(1965) Fédéralisme culturel (1965) « II. « Devenons nous-mêmes ! » » pp. 15-23

II. « Devenons nous-mêmes ! »

Après la thèse, l’antithèse.

Tous les instituts régionaux ou locaux qui se multiplient si heureusement dans nos divers pays, courent un risque majeur : celui de se refermer sur eux-mêmes, d’adopter une attitude défensive et craintive, voire réactionnaire, de livrer un combat d’arrière-garde contre le siècle — et cela, au nom de certaines devises mises à la mode par le xixe siècle romantique et nationaliste, telles que : conserver ses racines, cultiver le génie du lieu, ou encore : rester soi-même.

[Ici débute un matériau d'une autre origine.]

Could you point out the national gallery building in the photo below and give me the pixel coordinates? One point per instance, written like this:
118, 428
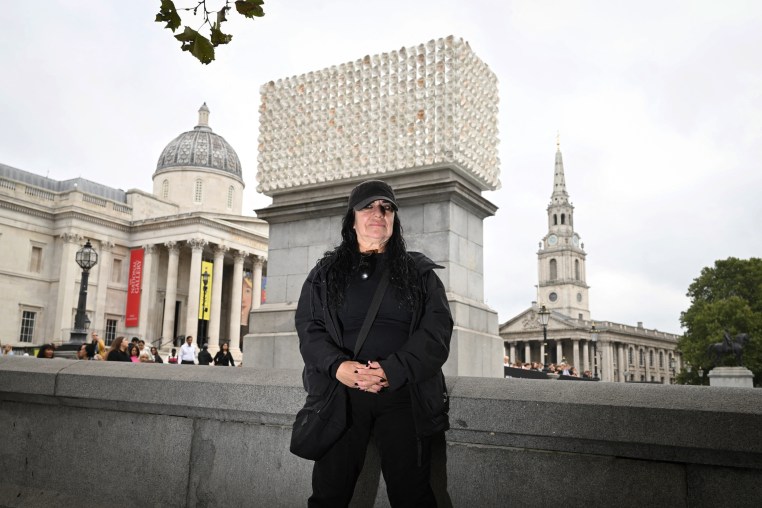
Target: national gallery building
624, 353
181, 260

Certes, ces devises politico-littéraires expriment des volontés saines à l’origine. Mais en les répétant trop facilement, en les transformant en slogans, et finalement en les prenant trop à la lettre, on en fait les devises d’une certaine facilité ou paresse d’esprit, d’un certain conservatisme qui risque bien de ne rien conserver de valable. Il me paraît utile, pour nous tous — car nous sommes tous fédéralistes, je pense, tout au moins à l’échelle du canton et de la Suisse — de rester bien conscients de cette tentation permanente du régionalisme contre laquelle, je m’empresse de le dire, l’Institut neuchâtelois me paraît avoir fort bien résisté, dès ses débuts.

Prenons d’abord l’expression de l’enracinement local, des racines que tout individu serait censé plonger dans un terroir natal, sous peine de devenir un affreux intellectuel incolore ou subversif, dévirilisé, pauvre jouet de toutes les idéologies.

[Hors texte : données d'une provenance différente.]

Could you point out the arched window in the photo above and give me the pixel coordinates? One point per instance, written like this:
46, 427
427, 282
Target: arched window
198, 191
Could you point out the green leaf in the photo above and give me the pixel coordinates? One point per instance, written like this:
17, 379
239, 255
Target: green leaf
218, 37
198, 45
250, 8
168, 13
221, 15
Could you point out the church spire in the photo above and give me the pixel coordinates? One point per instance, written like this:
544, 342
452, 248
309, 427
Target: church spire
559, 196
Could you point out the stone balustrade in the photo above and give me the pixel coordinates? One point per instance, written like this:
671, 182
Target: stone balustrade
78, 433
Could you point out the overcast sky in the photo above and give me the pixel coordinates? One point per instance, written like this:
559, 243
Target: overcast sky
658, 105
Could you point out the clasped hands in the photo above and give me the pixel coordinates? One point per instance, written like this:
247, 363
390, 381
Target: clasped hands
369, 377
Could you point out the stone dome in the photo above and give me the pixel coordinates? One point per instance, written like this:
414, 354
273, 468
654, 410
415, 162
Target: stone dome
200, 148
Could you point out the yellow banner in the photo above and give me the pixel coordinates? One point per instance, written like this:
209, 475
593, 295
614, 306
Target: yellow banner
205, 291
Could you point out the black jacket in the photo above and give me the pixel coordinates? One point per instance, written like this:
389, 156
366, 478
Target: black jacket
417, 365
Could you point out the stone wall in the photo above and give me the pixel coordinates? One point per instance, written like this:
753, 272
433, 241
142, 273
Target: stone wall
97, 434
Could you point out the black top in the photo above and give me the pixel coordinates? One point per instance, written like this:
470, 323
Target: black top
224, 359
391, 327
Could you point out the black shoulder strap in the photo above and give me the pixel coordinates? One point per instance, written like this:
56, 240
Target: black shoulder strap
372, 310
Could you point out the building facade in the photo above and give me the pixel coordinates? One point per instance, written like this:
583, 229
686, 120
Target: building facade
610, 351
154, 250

C’est Maurice Barrès, comme on sait, qui a fait la fortune de ce terme. Barrès écrivait en un temps où les nationalismes se faisaient doctrinaires, et où la civilisation industrielle commençait à manifester son pouvoir inquiétant de transformer les paysans attachés à la glèbe en ouvriers citadins et nomades, déplacés d’une usine ou d’une ville à l’autre par la loi de l’offre et de la demande. Toute une littérature s’est développée autour de cette notion de racines, d’enracinement, et contre les « déracinés », titre du plus fameux roman de Barrès. Je reviendrai sur ce qu’il y a de vrai dans cette image. Pour l’instant, je voudrais signaler ses dangers.

Tout d’abord, une observation tout à fait simple : s’il est vrai que la culture au sens actuel dérive son nom de l’agriculture, c’est-à-dire de la culture des produits de la terre, il n’en est pas moins vrai que son progrès consiste à dépasser ce stade humain de la fixation d’un clan dans une clairière, conquête de l’âge néolithique. Un excellent essayiste contemporain, le Roumain de Paris Cioran, prétend que les voies de la civilisation conduisent les Européens « de l’agriculture au paradoxe ». Sans aller jusqu’au paradoxe, je crois qu’il est loisible d’affirmer que nous ne tenons pas nos valeurs culturelles de la terre, du terroir natal, mais plutôt de la circulation d’idées, voire de modes nées dans des esprits ou dans des cours « étrangers », le plus souvent très loin de notre lieu de naissance. Le christianisme par exemple, ou l’humanisme, ou les sciences, ou les styles majeurs de nos arts, ne sont pas des produits tirés de notre sol par le moyen de racines imaginaires ou symboliques. Ils nous sont venus de loin, portés par de grands vents qui ont fait le tour du continent, et parfois de la terre entière. L’homme est un animal, et non pas un légume ! Il est nomade, depuis Adam, c’est sa nature, « errant et voyageur sur la terre », qui est à la fois le lieu de son exil et sa patrie partout où il ira, comme disait le pape Urbain II dans son appel à la première croisade. Et d’ailleurs, même si l’on admet l’image de l’enracinement, en tant qu’image, on fera bien de ne jamais oublier que le légume qui a la plus grosse racine, qui est tout racine, pourrait-on dire, est justement celui qui a la pire réputation en littérature : le navet.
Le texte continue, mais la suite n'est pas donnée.